What is the significance of pearls in the book title, We Who Produce Pearls?

When I got stuck, I went back to the poetry carved into the Angel Island Immigration Station looking for inspiration. I found a poem with a line that reads, “Now I gaze at distant clouds and mountains, tears forming like pearls” and the book opened up before me. After some very nerdy time spent researching actual pearl formation in oysters, the title and central motif of the story began to take shape. Pearls are created when an irritant - a grain of sand, for example - settles on the tongue of an oyster, causing pain. The oyster then coats this irritant with layers of saliva that solidifies in crystals that eventually forms a pearl. Like the oyster, the Asian community has endured much injustice in our ancestral homelands and in the Americas at the hands of imperialist and colonizing powers, yet we are not defined by our pain. We have used it to find our voices, to build community, to gather our strength and power - to create pearls of our own.


How did you collaborate with illustrator Amanda Phingbodhipakkiya to capture the histories, struggles, and strengths of Asian Americans?
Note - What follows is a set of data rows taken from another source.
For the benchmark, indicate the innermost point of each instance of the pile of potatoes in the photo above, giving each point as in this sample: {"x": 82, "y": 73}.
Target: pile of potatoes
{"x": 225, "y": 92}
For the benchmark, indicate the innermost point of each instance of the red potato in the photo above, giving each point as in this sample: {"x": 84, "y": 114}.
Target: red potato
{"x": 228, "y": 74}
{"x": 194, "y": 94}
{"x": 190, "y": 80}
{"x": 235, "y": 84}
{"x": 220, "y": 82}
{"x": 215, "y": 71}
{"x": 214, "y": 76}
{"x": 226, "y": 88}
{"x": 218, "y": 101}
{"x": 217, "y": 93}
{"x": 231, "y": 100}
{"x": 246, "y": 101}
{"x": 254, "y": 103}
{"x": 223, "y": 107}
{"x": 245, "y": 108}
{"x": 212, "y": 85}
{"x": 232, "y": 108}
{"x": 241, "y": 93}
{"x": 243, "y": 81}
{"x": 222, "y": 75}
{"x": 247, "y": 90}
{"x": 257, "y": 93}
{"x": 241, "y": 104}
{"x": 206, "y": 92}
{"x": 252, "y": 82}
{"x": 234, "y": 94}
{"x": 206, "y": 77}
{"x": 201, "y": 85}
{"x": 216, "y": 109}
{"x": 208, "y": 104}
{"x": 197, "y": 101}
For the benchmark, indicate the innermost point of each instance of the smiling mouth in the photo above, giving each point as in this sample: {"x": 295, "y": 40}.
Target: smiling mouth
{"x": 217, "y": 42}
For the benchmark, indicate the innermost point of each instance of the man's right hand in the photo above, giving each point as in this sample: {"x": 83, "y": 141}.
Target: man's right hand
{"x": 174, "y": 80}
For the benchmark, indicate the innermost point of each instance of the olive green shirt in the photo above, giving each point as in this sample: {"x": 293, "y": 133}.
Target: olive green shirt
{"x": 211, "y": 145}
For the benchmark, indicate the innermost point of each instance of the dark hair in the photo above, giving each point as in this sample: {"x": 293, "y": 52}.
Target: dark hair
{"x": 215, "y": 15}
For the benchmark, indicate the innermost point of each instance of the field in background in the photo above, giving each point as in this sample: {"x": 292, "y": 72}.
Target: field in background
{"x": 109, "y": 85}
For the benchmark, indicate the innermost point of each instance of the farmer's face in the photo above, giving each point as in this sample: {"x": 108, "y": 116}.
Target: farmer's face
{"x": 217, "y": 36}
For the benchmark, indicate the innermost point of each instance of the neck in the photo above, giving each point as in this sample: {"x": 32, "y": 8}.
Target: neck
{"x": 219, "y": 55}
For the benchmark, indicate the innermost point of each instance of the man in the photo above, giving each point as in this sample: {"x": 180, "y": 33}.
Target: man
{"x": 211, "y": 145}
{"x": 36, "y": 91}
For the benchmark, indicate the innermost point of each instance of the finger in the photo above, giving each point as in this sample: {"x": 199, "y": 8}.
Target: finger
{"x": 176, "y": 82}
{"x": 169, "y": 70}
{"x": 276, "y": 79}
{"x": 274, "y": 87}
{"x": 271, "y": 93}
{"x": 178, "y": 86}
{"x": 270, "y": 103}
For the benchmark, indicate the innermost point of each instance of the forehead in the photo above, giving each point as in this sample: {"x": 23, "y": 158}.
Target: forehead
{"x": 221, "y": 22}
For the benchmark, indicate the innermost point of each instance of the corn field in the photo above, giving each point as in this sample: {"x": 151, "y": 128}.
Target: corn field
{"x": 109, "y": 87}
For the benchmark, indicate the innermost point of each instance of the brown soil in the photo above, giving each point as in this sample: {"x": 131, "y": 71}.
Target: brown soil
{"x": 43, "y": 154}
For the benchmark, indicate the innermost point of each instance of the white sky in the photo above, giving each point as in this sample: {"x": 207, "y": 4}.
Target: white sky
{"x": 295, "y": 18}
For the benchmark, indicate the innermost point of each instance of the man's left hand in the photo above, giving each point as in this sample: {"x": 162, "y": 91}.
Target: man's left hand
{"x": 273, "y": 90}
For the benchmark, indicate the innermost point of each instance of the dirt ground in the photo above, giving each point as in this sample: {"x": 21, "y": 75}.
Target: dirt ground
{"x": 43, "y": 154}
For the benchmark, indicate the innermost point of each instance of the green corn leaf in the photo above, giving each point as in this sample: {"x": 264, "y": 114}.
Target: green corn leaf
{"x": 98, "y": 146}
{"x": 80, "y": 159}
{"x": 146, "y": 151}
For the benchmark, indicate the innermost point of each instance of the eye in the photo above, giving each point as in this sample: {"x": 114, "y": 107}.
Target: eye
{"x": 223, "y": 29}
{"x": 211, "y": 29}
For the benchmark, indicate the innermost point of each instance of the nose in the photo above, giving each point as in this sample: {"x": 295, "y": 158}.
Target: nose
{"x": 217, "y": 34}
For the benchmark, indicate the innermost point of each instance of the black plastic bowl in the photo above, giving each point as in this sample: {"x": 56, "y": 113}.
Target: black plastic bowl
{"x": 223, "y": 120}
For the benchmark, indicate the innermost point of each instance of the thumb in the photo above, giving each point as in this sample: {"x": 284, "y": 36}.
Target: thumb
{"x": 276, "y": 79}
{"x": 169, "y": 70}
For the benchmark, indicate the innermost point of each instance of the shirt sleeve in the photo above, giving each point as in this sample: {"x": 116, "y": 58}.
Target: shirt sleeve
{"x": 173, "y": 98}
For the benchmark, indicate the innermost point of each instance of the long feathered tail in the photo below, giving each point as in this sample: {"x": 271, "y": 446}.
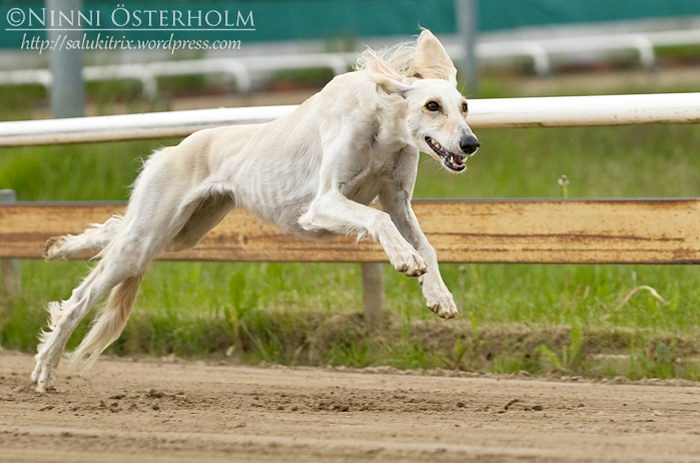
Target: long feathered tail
{"x": 109, "y": 324}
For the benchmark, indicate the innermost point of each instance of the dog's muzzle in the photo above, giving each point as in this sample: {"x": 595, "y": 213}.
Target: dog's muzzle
{"x": 451, "y": 160}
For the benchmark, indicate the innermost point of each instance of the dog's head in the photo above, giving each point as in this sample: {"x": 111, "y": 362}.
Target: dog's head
{"x": 437, "y": 111}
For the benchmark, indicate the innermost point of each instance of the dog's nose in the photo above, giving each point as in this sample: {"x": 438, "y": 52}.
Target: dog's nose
{"x": 469, "y": 144}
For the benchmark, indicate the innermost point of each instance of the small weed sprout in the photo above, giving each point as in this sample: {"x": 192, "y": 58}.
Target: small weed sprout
{"x": 564, "y": 184}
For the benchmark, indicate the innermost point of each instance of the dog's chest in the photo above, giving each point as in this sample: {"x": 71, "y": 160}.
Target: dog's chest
{"x": 370, "y": 173}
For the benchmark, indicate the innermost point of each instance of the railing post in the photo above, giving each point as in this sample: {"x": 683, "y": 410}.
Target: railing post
{"x": 373, "y": 293}
{"x": 12, "y": 285}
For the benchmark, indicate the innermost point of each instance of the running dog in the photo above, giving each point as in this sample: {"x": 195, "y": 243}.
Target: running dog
{"x": 313, "y": 173}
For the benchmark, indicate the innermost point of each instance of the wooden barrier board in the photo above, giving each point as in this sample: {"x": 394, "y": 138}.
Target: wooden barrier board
{"x": 547, "y": 231}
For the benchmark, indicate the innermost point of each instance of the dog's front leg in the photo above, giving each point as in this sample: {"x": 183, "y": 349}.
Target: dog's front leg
{"x": 334, "y": 212}
{"x": 437, "y": 295}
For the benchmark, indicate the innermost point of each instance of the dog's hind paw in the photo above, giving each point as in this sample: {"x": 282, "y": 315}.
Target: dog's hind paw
{"x": 52, "y": 249}
{"x": 43, "y": 375}
{"x": 410, "y": 263}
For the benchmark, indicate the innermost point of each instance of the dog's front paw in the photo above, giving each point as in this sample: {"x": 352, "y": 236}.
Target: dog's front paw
{"x": 443, "y": 304}
{"x": 410, "y": 263}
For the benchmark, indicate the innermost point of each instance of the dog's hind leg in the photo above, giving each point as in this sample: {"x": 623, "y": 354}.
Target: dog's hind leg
{"x": 153, "y": 219}
{"x": 92, "y": 240}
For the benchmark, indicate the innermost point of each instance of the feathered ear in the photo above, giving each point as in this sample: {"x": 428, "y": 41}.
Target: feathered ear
{"x": 432, "y": 61}
{"x": 389, "y": 85}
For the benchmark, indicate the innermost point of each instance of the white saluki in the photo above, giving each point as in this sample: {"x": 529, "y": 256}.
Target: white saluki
{"x": 313, "y": 173}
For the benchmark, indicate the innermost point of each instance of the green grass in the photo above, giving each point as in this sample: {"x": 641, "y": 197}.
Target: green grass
{"x": 540, "y": 318}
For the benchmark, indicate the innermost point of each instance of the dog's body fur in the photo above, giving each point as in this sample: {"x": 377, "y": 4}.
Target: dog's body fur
{"x": 312, "y": 173}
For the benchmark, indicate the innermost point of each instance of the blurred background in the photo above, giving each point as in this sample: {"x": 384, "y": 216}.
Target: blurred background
{"x": 274, "y": 312}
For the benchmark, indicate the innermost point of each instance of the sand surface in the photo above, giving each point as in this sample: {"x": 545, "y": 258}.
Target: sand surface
{"x": 176, "y": 411}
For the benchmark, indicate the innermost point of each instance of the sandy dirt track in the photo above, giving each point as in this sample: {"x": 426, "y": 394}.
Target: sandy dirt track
{"x": 155, "y": 411}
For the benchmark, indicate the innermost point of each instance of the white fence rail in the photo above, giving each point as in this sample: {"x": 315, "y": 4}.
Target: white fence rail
{"x": 496, "y": 112}
{"x": 242, "y": 69}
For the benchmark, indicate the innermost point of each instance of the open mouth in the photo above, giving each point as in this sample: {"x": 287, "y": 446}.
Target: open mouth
{"x": 453, "y": 161}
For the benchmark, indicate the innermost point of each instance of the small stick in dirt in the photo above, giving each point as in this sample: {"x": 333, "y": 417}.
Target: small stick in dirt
{"x": 631, "y": 294}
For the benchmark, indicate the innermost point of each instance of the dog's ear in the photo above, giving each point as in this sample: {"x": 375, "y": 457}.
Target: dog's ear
{"x": 389, "y": 85}
{"x": 432, "y": 61}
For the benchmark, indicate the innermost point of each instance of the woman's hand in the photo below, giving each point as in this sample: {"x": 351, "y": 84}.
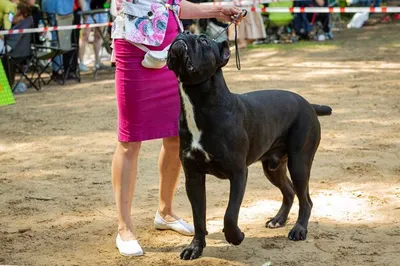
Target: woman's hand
{"x": 231, "y": 13}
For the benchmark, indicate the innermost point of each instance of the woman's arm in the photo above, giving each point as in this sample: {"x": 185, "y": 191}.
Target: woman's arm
{"x": 195, "y": 11}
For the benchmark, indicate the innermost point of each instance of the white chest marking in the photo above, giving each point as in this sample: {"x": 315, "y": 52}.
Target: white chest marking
{"x": 193, "y": 129}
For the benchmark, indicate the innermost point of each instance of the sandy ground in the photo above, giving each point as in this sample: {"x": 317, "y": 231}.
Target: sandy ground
{"x": 56, "y": 148}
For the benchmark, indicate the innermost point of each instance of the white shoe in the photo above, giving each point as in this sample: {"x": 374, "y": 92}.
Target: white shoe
{"x": 179, "y": 226}
{"x": 128, "y": 248}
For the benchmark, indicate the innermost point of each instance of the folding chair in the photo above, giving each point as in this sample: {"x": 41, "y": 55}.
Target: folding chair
{"x": 21, "y": 56}
{"x": 105, "y": 34}
{"x": 48, "y": 54}
{"x": 277, "y": 24}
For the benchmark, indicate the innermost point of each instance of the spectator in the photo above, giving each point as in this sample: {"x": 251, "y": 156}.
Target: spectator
{"x": 252, "y": 29}
{"x": 98, "y": 41}
{"x": 7, "y": 11}
{"x": 36, "y": 16}
{"x": 312, "y": 25}
{"x": 18, "y": 21}
{"x": 52, "y": 8}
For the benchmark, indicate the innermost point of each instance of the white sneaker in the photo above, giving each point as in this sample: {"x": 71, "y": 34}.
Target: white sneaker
{"x": 179, "y": 226}
{"x": 128, "y": 248}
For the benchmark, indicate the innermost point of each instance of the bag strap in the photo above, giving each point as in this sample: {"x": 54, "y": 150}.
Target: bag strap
{"x": 145, "y": 49}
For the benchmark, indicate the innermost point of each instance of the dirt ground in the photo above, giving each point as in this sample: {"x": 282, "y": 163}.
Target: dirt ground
{"x": 56, "y": 145}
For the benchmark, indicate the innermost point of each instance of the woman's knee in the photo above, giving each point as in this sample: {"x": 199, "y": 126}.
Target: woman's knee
{"x": 130, "y": 149}
{"x": 171, "y": 144}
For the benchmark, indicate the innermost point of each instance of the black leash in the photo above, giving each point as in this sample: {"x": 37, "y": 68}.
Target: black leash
{"x": 244, "y": 11}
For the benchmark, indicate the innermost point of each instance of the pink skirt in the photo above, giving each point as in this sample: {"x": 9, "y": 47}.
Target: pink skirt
{"x": 148, "y": 99}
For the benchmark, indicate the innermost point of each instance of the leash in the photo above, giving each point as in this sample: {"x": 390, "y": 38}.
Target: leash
{"x": 244, "y": 11}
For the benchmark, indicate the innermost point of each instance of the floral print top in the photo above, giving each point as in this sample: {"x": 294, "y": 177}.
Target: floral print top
{"x": 144, "y": 21}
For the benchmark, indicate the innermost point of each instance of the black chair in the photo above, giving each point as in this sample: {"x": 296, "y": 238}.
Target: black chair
{"x": 66, "y": 45}
{"x": 18, "y": 55}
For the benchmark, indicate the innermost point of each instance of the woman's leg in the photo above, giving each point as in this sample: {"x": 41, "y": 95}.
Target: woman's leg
{"x": 97, "y": 45}
{"x": 124, "y": 172}
{"x": 169, "y": 166}
{"x": 82, "y": 46}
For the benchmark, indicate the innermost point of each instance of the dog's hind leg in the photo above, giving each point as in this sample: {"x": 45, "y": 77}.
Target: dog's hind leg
{"x": 279, "y": 178}
{"x": 302, "y": 146}
{"x": 300, "y": 166}
{"x": 196, "y": 191}
{"x": 238, "y": 181}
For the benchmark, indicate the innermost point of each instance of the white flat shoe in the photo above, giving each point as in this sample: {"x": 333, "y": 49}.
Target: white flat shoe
{"x": 128, "y": 248}
{"x": 179, "y": 226}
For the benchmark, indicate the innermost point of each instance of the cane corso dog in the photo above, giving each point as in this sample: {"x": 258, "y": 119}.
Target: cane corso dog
{"x": 222, "y": 133}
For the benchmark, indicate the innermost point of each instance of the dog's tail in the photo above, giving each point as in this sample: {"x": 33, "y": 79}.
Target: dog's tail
{"x": 322, "y": 110}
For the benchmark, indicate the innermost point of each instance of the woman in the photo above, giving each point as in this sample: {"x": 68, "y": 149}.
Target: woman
{"x": 98, "y": 41}
{"x": 142, "y": 95}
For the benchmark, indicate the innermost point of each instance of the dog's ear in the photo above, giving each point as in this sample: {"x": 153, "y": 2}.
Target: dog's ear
{"x": 225, "y": 53}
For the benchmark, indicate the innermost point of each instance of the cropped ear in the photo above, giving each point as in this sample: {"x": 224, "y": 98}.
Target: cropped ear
{"x": 224, "y": 52}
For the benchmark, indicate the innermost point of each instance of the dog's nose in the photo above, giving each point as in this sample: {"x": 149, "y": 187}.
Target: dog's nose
{"x": 178, "y": 47}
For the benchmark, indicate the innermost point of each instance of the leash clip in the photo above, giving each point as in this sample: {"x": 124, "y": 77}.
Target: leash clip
{"x": 244, "y": 13}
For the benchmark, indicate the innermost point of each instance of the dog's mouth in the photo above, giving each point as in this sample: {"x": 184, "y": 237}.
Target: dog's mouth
{"x": 179, "y": 54}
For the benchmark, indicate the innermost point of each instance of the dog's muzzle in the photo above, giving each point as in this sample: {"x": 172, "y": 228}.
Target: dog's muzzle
{"x": 179, "y": 53}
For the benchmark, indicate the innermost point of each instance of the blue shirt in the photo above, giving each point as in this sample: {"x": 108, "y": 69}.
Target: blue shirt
{"x": 59, "y": 7}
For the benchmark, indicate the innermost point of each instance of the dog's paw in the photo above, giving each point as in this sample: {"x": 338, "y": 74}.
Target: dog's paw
{"x": 298, "y": 232}
{"x": 275, "y": 223}
{"x": 234, "y": 236}
{"x": 193, "y": 251}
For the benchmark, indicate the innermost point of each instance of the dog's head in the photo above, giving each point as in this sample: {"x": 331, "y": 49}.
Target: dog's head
{"x": 195, "y": 58}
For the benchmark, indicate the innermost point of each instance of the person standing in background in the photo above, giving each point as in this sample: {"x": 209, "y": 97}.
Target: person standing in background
{"x": 98, "y": 41}
{"x": 52, "y": 8}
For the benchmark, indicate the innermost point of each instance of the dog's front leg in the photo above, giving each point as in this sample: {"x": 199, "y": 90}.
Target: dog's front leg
{"x": 196, "y": 191}
{"x": 238, "y": 181}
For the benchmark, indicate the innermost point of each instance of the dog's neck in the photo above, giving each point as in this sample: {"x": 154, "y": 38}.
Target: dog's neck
{"x": 211, "y": 92}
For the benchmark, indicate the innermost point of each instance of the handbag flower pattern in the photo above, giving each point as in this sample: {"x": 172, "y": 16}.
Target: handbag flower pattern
{"x": 150, "y": 29}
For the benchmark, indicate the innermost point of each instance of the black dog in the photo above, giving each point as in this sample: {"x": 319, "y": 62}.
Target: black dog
{"x": 222, "y": 133}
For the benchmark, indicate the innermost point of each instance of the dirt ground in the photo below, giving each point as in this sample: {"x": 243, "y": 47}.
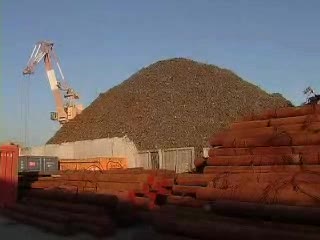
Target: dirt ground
{"x": 11, "y": 230}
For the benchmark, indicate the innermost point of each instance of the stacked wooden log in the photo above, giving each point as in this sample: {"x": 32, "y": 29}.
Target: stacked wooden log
{"x": 199, "y": 224}
{"x": 132, "y": 185}
{"x": 270, "y": 158}
{"x": 260, "y": 181}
Poor Amanda received two versions of the manuscript: a clean version, and a version with a paragraph of historical references after every line of the text. I really wanted to honor Amanda’s creative process, to stay out of her way as she created art. And, I wanted her to know that each line of the book was inspired by so many parallel points of history across the Asian diaspora in the Americas. I wanted her to know what I intended, what inspired me as I wrote the words. From there, I knew she would work her own brilliant magic.
 

What challenges did you encounter while writing this book?

The process of research was challenging because it was incredibly emotional. I went through stages of rage, grief and pride. Rage at the sheer amount of history that has been all but erased from modern memory and collective knowledge. Grief at what might have been had we all known this history already; how might we work together in greater solidarity, with greater clarity and confidence knowing how connected we are? Then ultimately pride in understanding the ways the Asian community has always risen up and fought for justice, not just for ourselves, but across historically marginalized groups as well. The emotional labor of learning and writing this book was a lot to hold.


Towards the end of the book, you include guiding questions with their starting points as an invitation for readers to explore the cultures and histories of the Asian diaspora. Why did you feel it was essential to include this resource in the book?

There is so much history that inspired every word, phrase and stanza on each page of this book, and I knew most people wouldn’t recognize all the references because this history of Asians in America has been scrubbed from the narrative of this nation. It was important to me that this book serve not only as a call to action, but also an invitation to begin or continue learning these stories. Understanding our shared history is a step in coming together across complexity into greater unity. My hope is that this book is one way people can find their way to the past so that we might reimagine a more liberated future together.


What do you hope all readers take away after reading this book?

I hope that readers come to understand the shoulders we all stand on, whether we are Asians in American or not. We are from a powerful lineage that has always fought for justice and liberation and we hold tremendous power and possibility. We can truly pin our truths to the heavens in constellations that guide the seekers of tomorrow.